Much like the first two New Vegas DLCs, this one isn't nearly as good as it could have been.
You enter the Divide and see an area that looks like it was hastily thrown together, but still manages to show the basic idea of the Divide. The setting's unique for New Vegas, but feels like the ruins of Washington DC from Fallout 3 have been thrown into a canyon. The fact that the Gamebryo engine is well out of date doesn't help the image, the world often looks blocky and the storms look like cheap, dusty waterflow textures in the sky. However, some interesting features are added, such as a semi-destructable landscape, something that's not been done on this engine before.
You're given the ability to explore this landscape with ED-E, who will occasionally send you logs that tell you his story. Unfortunately, ED-E's story is more interesting than the main story of Lonesome Road. Throughout the landscape, you'll fine many new and useful weapons, such as the Red Glare rocket launcher. LR has more good loot than Dead Money or Honest Hearts, but less than Old World Blues.
The story and questline isn't that interesting. You have to fight your way through hordes of new enemies, as well as deathclaws, to get to Ulysses.
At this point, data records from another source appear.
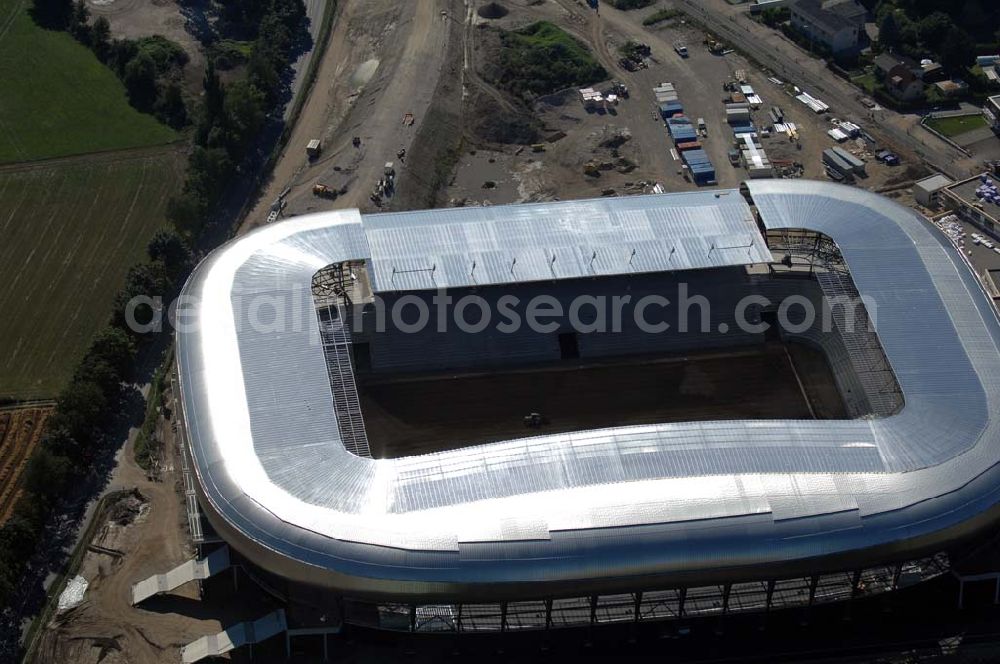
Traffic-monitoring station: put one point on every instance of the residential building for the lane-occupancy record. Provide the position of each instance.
(927, 192)
(975, 200)
(837, 24)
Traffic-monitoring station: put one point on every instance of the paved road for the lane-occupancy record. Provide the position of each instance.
(790, 63)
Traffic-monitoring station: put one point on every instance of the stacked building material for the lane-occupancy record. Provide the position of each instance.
(700, 166)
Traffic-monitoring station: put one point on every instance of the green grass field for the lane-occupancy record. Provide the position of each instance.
(954, 126)
(71, 229)
(58, 99)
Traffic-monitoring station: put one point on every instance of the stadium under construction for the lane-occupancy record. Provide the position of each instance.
(554, 522)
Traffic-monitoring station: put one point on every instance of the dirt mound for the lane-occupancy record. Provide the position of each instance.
(492, 10)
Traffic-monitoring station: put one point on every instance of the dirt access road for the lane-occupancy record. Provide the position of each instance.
(383, 60)
(106, 628)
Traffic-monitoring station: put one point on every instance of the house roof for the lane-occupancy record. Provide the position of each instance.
(886, 61)
(834, 15)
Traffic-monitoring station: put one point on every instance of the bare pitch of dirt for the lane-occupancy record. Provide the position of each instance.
(381, 64)
(407, 415)
(20, 431)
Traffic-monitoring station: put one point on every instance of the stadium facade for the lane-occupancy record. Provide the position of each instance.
(626, 523)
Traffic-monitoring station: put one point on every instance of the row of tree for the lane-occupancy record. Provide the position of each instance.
(227, 125)
(950, 33)
(77, 431)
(233, 115)
(150, 67)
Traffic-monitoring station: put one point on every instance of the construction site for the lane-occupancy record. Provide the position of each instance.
(407, 114)
(485, 145)
(419, 414)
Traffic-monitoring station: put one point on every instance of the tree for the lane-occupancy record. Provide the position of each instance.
(244, 109)
(144, 284)
(170, 106)
(932, 30)
(100, 38)
(975, 20)
(79, 22)
(140, 81)
(186, 212)
(79, 410)
(52, 14)
(888, 31)
(170, 249)
(957, 51)
(213, 108)
(46, 474)
(114, 347)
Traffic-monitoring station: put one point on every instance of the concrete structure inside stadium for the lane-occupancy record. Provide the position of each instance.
(806, 263)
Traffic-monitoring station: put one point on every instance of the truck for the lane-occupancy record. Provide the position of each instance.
(313, 148)
(324, 191)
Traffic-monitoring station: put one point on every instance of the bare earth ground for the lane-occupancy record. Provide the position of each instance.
(496, 174)
(20, 431)
(418, 414)
(133, 19)
(385, 59)
(105, 628)
(382, 61)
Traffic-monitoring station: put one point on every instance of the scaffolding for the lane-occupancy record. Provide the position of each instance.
(861, 342)
(816, 254)
(672, 604)
(336, 338)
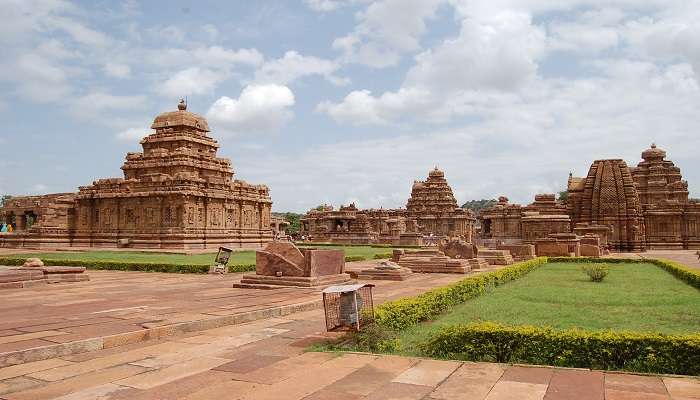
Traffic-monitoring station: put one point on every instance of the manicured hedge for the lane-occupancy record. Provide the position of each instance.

Ulysses is just a mad man who wants to nuke the NCR because he thinks they have a warped view of the future. His character comes across as boring, though, due to the awful voice acting.
All in all, although Lonesome Road adds some new things to New Vegas, they often turn out to be over-hyped. Much of the game is repetitive fighting along one road, the RPG element has been completely removed from this DLC. Although it's more interesting than the first two DLCs for New Vegas, it doesn't live up to the excellence that Old World Blues was.